Da Rolling Stone,  Matt Taibbi, um crítico cultural, sem qualquer investimento do legado de Michael Jackson, descreveu o processo judicial contra Michael Jackson de 2005 como:

“Ostensivamente uma história que trás um molestador de crianças à justiça, o julgamento de Michael Jackson, ao invés, ser uma espécie de desfile de regresso a casa de tipos insípidos americanos: malandros, otários e planejadores sem talento, atolados no desemprego, que querem ser direitos… Ou a não carreiras fictícias da era da informação, procurando dinheiro de qualquer maneira que pudem.
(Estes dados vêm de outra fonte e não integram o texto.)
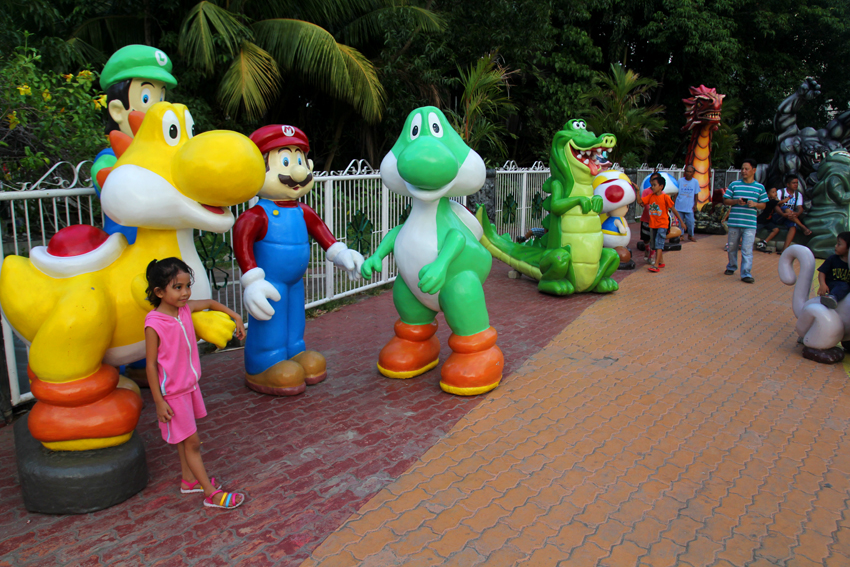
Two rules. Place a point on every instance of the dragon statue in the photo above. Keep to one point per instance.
(800, 151)
(570, 257)
(702, 119)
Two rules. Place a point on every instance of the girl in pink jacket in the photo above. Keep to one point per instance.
(174, 369)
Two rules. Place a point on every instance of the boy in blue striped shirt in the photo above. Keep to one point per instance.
(747, 197)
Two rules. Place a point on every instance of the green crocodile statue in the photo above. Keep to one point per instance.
(569, 258)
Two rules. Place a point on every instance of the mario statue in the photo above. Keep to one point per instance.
(135, 78)
(273, 249)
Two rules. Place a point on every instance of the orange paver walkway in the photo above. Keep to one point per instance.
(704, 438)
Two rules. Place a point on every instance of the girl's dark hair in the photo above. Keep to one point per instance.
(659, 178)
(160, 273)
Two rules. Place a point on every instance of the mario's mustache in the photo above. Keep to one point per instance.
(287, 180)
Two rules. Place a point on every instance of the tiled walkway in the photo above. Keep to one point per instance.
(306, 463)
(673, 423)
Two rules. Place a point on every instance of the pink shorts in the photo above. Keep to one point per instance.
(187, 408)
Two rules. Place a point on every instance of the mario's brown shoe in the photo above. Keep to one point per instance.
(413, 350)
(286, 378)
(475, 365)
(314, 365)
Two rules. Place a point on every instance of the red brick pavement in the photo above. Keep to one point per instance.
(674, 423)
(306, 463)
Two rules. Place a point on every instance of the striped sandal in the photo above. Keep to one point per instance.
(195, 486)
(228, 500)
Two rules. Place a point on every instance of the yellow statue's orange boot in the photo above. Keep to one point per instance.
(413, 350)
(475, 365)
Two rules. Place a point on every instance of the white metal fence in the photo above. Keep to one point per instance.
(356, 206)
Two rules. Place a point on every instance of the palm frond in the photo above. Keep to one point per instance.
(311, 52)
(197, 33)
(252, 81)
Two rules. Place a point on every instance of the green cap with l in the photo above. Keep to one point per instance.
(137, 62)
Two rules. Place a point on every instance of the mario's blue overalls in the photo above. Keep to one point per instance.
(284, 254)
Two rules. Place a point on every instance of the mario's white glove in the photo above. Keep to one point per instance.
(257, 294)
(347, 259)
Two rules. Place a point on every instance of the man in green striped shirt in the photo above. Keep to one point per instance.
(747, 197)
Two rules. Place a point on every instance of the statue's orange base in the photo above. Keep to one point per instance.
(91, 413)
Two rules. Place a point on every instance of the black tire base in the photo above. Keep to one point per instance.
(77, 482)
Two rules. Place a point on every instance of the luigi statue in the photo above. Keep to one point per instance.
(135, 78)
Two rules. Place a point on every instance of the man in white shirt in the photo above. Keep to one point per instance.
(686, 202)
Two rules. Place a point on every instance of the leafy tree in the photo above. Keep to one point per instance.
(484, 105)
(617, 107)
(45, 117)
(297, 37)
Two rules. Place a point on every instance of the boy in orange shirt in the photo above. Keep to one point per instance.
(658, 204)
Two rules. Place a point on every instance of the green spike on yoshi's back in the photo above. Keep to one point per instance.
(571, 258)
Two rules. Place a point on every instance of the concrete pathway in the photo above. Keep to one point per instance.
(306, 463)
(673, 423)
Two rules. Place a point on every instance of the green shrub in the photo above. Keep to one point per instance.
(46, 117)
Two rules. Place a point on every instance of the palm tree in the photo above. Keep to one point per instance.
(484, 105)
(250, 46)
(265, 41)
(616, 107)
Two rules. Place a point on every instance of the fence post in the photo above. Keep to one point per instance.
(385, 228)
(523, 197)
(329, 221)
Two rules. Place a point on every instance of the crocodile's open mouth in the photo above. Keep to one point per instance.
(596, 159)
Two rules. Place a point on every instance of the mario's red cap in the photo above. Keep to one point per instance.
(275, 136)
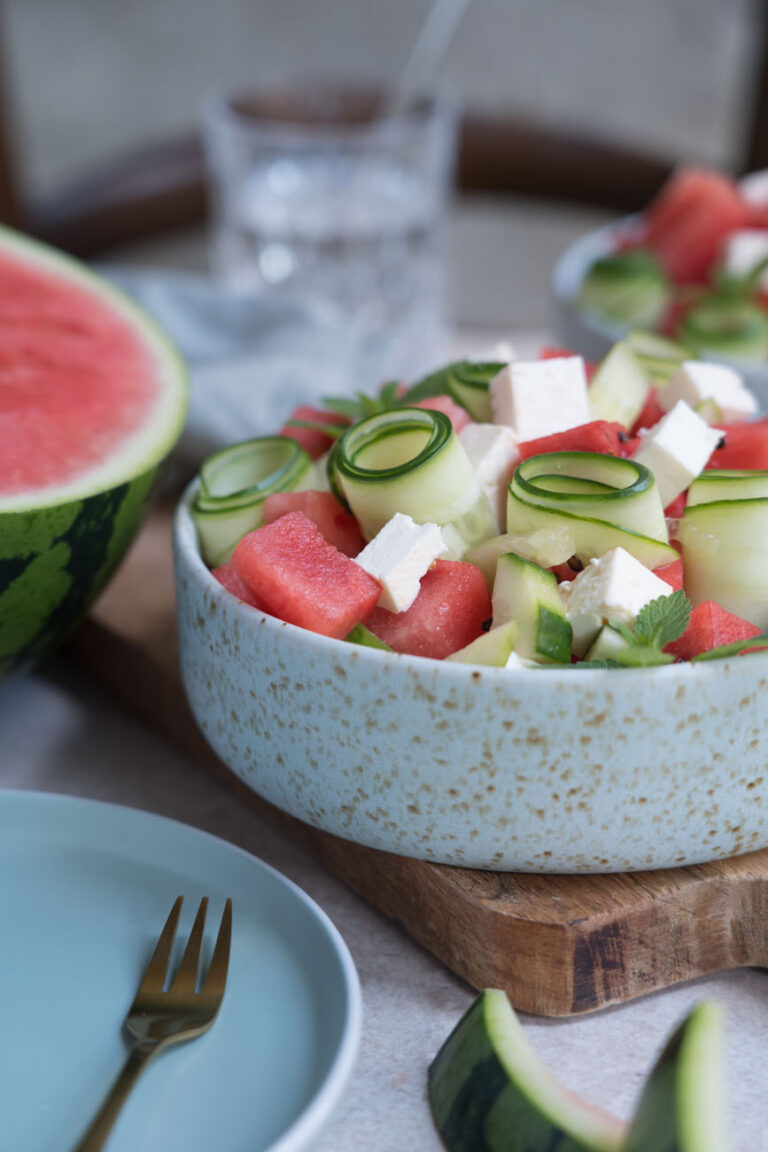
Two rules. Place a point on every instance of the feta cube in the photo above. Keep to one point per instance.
(609, 590)
(676, 449)
(538, 398)
(398, 556)
(754, 188)
(696, 381)
(492, 449)
(744, 250)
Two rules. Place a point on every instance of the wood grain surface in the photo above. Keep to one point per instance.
(560, 945)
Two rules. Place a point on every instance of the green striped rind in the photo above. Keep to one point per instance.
(681, 1107)
(54, 561)
(489, 1092)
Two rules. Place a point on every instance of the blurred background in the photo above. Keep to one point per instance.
(88, 81)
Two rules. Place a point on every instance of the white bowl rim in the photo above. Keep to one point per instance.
(185, 536)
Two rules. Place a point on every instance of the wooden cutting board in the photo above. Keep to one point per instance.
(560, 946)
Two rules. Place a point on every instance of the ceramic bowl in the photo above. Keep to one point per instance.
(537, 771)
(593, 335)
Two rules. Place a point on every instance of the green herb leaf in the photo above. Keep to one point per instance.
(663, 620)
(749, 645)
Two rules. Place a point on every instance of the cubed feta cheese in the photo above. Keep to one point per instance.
(696, 381)
(676, 449)
(538, 398)
(754, 187)
(493, 453)
(398, 556)
(609, 590)
(744, 250)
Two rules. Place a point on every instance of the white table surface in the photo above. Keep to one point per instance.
(60, 733)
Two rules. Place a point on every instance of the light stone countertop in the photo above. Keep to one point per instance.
(59, 733)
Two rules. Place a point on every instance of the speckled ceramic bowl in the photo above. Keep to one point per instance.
(540, 771)
(593, 335)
O MC do processo foi o promotor Tom Sneddon, cujo papel metafórico desta americano no reality show foi para representar o coração cinzento médio da maioria silenciosa Nixonian – a mediocridade da coceira amarga ficando para quem já tinha tido um período de férias em Paris . O primeiro mês ou assim do julgamento caracterizou talvez a coleção mais comprometida de testemunhas de acusação já montada em um caso criminal americano – quase a um homem um grupo de mentirosos condenados, vendedores ambulantes de fofocas pagos ou pior…”

“Nas próximas seis semanas, praticamente todas as peças do seu caso implodido em audiência pública, e o chefe do drama do julgamento rapidamente se transformou em uma corrida para ver se o DA conseguiu colocar todas as suas testemunhas no stand sem obter qualquer um deles serem removidos do tribunal em algemas. O tesão de Sneddon para Michael Jackson era uma vingança baseada na fé de agarrar a tão cega e desesperada como o”case” de George W. Bush contra Saddam Hussein…”

Michael Jackson, é claro, foi absolvido de todas as acusações em 2005, após dois anos de exaustivas investigações, depoimentos e processos. Quatro anos depois, em 2009, depois de anos vivendo como um pária cultural, um vagabundo  a deriva de país para país, ele morreu com a idade de cinqüenta anos em Los Angeles. O forro de prata, um assumido, foi a de que, pelo menos, seus muitos problemas acabariam e o foco poderia regressar ao seu rico legado artístico. Mas enquanto o dinheiro está envolvido, ao que parece, o fluxo incessante de vigaristas vão continuar.

E no tribunal da opinião pública, o julgamento bruxa a Michael Jackson continua.

Joseph Vogel.

Bom, nem preciso comentar o que Joseph Vogel escreveu, concordo plenamente, a corja de vigaristas em busca do dinheiro de Michael Jackson continuará… Se Michael não tivesse se quer um centavo, nunca teria sofrido qualquer processo ou acusação.